Similarly, there are a number of old games I grabbed off of the holiday sale. Some of them I own/owned copies of already, but this links them up with Steam. I grabbed the XCOM games cheap. I don’t even think I could get my copy of UFO defense to work last time because it ran too fast on modern processors.
I couldn’t get past the tutorial on the 360. After about 30 attempts to jump from one wall to the next and bounce back or something like that, I gave up. My skillz aren’t up to it so it was a wasted purchase.
I picked it up not long ago for my 360 for $5, but I haven’t had a chance to play it yet. I did play the demo, and it was visually interesting, but I could tell there’s a steep learning curve with the controls.
Apparently my local Wal-Mart has periodic sales of their overstocked games; I’ve picked up about seven games now for $5. Not killer titles, by any means, but what the heck, it’s nice to have a bigger library.
I had a lot of fun with it, at full-price, on PS3.
It can get a little maddening when you have to do a section of a level over and over and over and over until you get it right, but it’s a pretty slick game, if you ask me. Unique style, more about movement than fighting or shooting, cool little cyber-punk back-drop story.
It is definitely worth it. There are some maddening flaws like some very unbalanced fights, and some trial-and-error repetitive death frustration when you don’t get a jump sequence perfectly right, but it achieves video game bliss in several areas. It really did need to be slightly more forgiving and fuzzy on the controls with respect to grabbing range and critical jump points though.

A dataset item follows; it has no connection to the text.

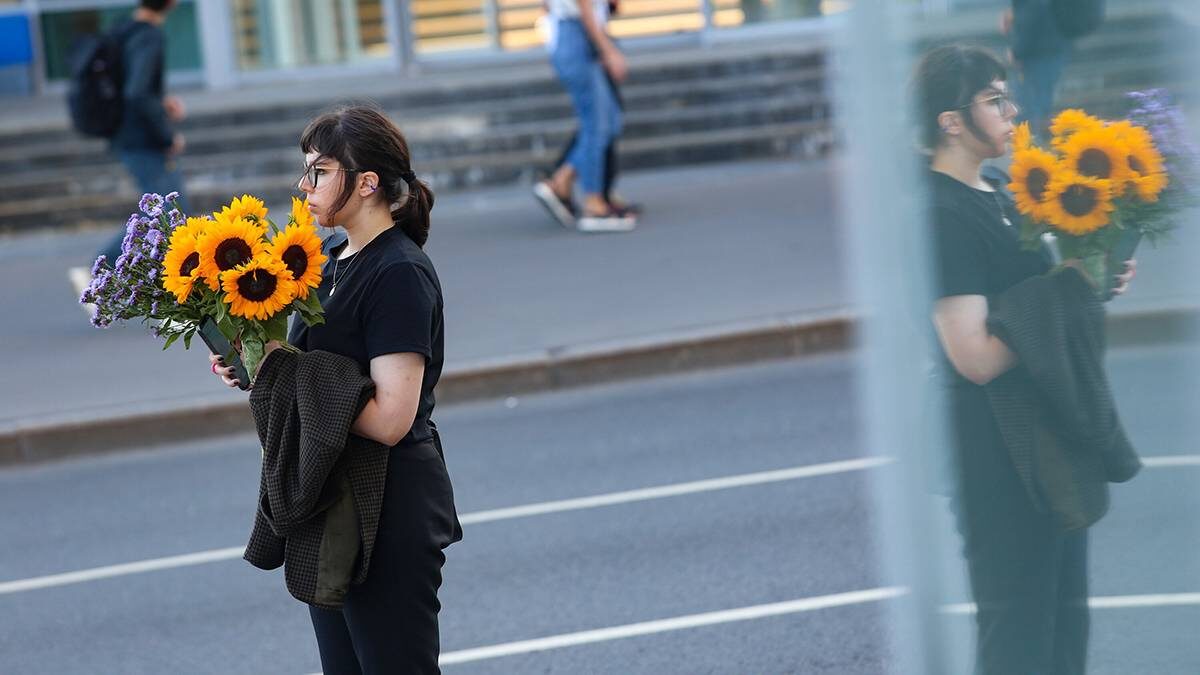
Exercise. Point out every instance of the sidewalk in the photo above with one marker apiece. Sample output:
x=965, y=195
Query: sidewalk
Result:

Why bother “risking” trying a free demo that takes a few minutes to download in order to see if the person would like a full-featured game they’d be interested in for a ridiculously good price of $5?
What angle are you trying to run here? “If you aren’t drawn to a game immediately by pure animal instinct, then clearly it isn’t right to you - so move on to games that you know you have a soul mate relationship with once you hear their premise”?
Whatever it is you’re trying to say, it’s ridiculous.
First Person was was perfect, and the motion sickness is part of what makes it awesome. That’s what you are playing against. When you look down and get dizzy, that’s the best.